Mengenal Kelompok Waifuna, Perempuan-perempuan Penjaga Laut Raja Ampat

Salah satu kegiatan Kelompok Waifuna yaitu pengelolaan sasi. Foto: ist

Di tengah banyaknya perlawanan atas tindakan tambang nikel di Raja Ampat Papua, meski pada akhirnya Presiden Prabowo Subianto pada 10 Juni 2025 mencabut izin operasi dari perusahaan tambang ini. Raja Ampat kini berada di titik kritis antara tekanan ekonomi dan konservasi lingkungan.

Diketahui Presiden Prabowo baru mencabut empat dari lima perusahaan tambang nikel—yakni PT Nurham, PT Kawei Sejahtera Mining, PT Anugerah Surya Pratama, dan PT Mulia Raymond Perkasa—di kawasan geopark UNESCO setelah terjadi tekanan publik dan temuan kerusakan ekologis, termasuk deforestasi lebih dari 500 hektar serta sedimentasi yang mengancam terumbu karang dan ekosistem laut yang kaya.

Langkah ini disambut positif oleh kelompok konservasi seperti Greenpeace dan warga adat yang sudah menggelar protes baik di lapangan maupun di konferensi tingkat nasional .

Namun, izin PT Gag Nikel—anak usaha Antam—masih berlaku karena operasinya berada di luar kawasan geopark. Meskipun sempat dihentikan sementara, Gag Nikel kembali diperbolehkan beroperasi dengan pengawasan ketat oleh pemerintah.

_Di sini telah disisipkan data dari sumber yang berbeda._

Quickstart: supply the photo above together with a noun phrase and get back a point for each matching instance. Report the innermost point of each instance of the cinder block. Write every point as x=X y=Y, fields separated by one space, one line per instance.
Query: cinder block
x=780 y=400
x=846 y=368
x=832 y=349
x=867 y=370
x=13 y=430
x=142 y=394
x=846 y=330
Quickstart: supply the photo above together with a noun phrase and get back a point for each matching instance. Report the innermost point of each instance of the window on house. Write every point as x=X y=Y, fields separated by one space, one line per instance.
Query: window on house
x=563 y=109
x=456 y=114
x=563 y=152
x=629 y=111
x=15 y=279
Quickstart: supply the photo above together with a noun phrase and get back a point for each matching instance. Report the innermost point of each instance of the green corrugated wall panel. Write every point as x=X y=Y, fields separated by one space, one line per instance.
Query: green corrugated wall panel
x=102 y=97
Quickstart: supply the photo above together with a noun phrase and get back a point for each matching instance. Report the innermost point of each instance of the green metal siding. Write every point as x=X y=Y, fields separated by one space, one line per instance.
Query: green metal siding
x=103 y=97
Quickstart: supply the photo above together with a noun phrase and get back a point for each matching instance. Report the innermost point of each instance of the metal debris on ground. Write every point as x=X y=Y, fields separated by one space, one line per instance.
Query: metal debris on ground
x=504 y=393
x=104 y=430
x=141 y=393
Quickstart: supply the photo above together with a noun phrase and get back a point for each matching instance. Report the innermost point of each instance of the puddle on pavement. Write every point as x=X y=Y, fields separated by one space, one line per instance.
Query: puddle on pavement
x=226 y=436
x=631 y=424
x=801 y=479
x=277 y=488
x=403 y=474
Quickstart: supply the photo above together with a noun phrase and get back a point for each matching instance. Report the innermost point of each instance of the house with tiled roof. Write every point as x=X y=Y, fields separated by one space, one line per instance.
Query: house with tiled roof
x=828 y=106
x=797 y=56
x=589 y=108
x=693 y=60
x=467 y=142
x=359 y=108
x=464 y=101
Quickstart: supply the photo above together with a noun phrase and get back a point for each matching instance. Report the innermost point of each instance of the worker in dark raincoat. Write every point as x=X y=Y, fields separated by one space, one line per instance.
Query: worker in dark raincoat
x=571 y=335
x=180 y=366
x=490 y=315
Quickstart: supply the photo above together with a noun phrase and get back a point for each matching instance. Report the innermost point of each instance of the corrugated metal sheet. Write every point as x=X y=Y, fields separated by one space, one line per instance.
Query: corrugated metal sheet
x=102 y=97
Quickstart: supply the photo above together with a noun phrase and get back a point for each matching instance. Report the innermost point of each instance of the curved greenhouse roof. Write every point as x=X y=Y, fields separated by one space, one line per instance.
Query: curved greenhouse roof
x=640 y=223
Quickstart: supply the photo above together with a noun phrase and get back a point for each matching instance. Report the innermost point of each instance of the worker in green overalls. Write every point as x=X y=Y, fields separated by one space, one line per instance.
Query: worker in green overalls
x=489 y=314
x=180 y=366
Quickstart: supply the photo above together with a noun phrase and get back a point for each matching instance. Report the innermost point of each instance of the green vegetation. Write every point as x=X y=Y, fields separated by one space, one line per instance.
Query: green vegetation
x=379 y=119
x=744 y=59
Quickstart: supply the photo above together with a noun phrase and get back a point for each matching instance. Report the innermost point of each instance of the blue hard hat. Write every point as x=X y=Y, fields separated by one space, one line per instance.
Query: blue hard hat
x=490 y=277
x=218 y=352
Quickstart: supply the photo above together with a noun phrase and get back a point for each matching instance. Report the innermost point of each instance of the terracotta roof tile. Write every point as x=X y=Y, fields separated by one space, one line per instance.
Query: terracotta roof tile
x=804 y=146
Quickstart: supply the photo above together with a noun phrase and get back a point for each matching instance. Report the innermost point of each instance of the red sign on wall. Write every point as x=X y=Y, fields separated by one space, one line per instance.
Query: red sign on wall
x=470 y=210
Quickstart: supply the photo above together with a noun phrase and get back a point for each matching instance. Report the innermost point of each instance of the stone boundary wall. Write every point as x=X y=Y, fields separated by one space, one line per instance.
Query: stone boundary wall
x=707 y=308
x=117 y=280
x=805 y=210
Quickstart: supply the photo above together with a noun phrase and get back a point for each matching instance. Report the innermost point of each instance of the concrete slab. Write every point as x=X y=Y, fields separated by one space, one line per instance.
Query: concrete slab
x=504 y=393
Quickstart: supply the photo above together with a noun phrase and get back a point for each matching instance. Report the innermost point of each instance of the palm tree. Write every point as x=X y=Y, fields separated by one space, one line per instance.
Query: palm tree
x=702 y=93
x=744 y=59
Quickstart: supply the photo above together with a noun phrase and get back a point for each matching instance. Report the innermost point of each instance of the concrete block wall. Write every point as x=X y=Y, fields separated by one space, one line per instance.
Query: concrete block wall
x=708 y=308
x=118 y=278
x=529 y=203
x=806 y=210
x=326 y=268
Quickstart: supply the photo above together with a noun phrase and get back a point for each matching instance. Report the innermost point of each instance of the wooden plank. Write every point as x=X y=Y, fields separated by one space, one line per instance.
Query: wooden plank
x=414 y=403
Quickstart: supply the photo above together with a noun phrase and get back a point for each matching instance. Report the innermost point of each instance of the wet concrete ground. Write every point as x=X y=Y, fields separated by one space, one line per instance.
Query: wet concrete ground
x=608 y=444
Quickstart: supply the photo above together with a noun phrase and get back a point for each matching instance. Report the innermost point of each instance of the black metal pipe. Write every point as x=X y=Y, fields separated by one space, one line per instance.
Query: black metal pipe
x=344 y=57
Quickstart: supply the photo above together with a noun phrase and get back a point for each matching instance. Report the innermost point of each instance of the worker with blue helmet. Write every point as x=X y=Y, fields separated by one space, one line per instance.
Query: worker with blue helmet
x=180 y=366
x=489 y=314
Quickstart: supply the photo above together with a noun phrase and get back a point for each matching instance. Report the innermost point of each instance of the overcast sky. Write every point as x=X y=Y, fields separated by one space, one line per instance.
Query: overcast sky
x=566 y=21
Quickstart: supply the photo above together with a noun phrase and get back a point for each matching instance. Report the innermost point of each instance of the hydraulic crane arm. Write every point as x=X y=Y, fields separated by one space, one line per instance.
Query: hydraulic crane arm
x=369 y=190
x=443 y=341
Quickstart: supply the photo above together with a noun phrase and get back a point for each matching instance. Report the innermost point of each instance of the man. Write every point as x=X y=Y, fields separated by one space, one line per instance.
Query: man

Meski mengklaim telah melakukan rehabilitasi lahan pasca-tambang, kelompok lingkungan meragukan efektivitasnya dan menyerukan agar izin Gag Nikel juga dicabut permanen karena dikhawatirkan berpotensi menimbulkan sedimentasi, merusak mangrove, dan mengganggu rute migrasi biota laut

Sementara itu, beberapa perusahaan yang izinnya dicabut sedang mengajukan banding, sehingga nasib kawasan ini masih berada di persimpangan hukum dan regulasi: apakah tambang bisa kembali atau konservasi benar-benar ditegakkan?

Perempuan-perempuan Penjaga Laut Raja Ampat

Namun di tengah fakta kepentingan pertambangan dan konservasi lingkungan di Raja Ampat, ada perempuan-perempuan yang selama ini turut ikut menjaga ekosistem laut di salah satu kekayaan kebanggaan Indonesia ini.

Mereka adalah perempuan-perempuan Raja Ampat yang dikenal dengan sebutan Kelompok Waifuna.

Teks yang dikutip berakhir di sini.